Not a cancer specialist by training, Dr. Di Bella spent most of his career as a physiology professor at the University of Modena; he retired in 1977. He began experimenting in the 1960s with melatonin, a hormone released by the pineal gland, and says he had great early success in treating leukemia. He claims to have treated 40,000 patients over the last 25 years or so. He believes that about half survived at least five years -- the time period mainstream medicine uses to judge success against cancer. But he hasn't kept the records to prove it, saying that he relies on his own observations and intuition instead of statistics. "The same cancer reacts differently from person to person," he says. "I think percentages have no meaning."

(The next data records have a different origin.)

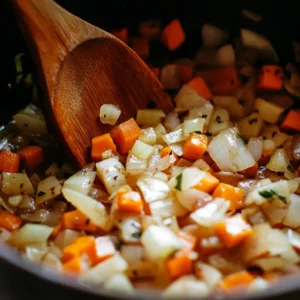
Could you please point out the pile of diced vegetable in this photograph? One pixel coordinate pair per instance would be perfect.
(198, 201)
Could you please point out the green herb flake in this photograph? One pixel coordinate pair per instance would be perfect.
(178, 182)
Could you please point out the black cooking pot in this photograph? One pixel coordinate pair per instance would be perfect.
(18, 279)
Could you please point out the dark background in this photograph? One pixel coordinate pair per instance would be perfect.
(280, 24)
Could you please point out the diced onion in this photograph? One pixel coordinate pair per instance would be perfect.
(229, 151)
(91, 208)
(160, 242)
(109, 114)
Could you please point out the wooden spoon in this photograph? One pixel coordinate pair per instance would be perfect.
(82, 67)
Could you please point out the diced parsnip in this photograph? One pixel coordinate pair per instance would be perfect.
(169, 77)
(160, 131)
(255, 146)
(232, 104)
(160, 242)
(250, 126)
(109, 114)
(83, 180)
(104, 270)
(211, 213)
(188, 98)
(152, 188)
(91, 208)
(119, 283)
(256, 245)
(229, 152)
(48, 189)
(219, 121)
(30, 234)
(187, 179)
(112, 173)
(275, 191)
(134, 165)
(273, 133)
(141, 150)
(149, 117)
(167, 207)
(268, 111)
(279, 161)
(292, 216)
(213, 36)
(148, 136)
(16, 184)
(174, 136)
(193, 125)
(185, 287)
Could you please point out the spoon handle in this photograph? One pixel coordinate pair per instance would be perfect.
(51, 33)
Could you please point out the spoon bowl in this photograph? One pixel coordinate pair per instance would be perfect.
(81, 67)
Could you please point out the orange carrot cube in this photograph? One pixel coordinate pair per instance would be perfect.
(195, 146)
(270, 78)
(233, 231)
(173, 35)
(230, 193)
(198, 84)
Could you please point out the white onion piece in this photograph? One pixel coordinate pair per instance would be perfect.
(104, 270)
(48, 189)
(213, 36)
(119, 283)
(30, 234)
(226, 55)
(160, 242)
(152, 188)
(16, 184)
(112, 173)
(211, 213)
(229, 151)
(109, 114)
(255, 146)
(91, 208)
(292, 217)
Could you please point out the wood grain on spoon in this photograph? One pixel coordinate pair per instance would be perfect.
(82, 67)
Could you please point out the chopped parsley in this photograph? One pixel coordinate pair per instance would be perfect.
(271, 194)
(178, 183)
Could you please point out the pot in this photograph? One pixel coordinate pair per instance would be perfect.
(280, 24)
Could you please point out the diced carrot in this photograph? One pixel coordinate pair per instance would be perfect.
(230, 193)
(32, 156)
(222, 81)
(81, 245)
(251, 171)
(180, 264)
(173, 35)
(270, 78)
(76, 220)
(129, 202)
(184, 73)
(207, 184)
(57, 230)
(188, 239)
(236, 280)
(194, 146)
(140, 46)
(121, 34)
(101, 144)
(291, 121)
(198, 84)
(9, 161)
(74, 265)
(104, 249)
(126, 134)
(233, 231)
(9, 221)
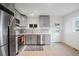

Melatonin has long been the subject of conventional cancer research, but traditional doctors remain unmoved by the testimony of the handful of Di Bella patients who have been willing to go public with their stories. "We've asked to see his data," says David Blask, a doctor at the Bassett Research Institute in Cooperstown, N.Y., who researches melatonin's effect on breast and liver cancer. "But he's never been forthcoming. If he had well-documented data showing effects on patients over 20 years, then there might be an argument for the [Italian] government to run clinical trials. But doing it based on his own word of mouth -- it's pretty wild."
Preliminary results of the clinical trials are expected to be announced in June.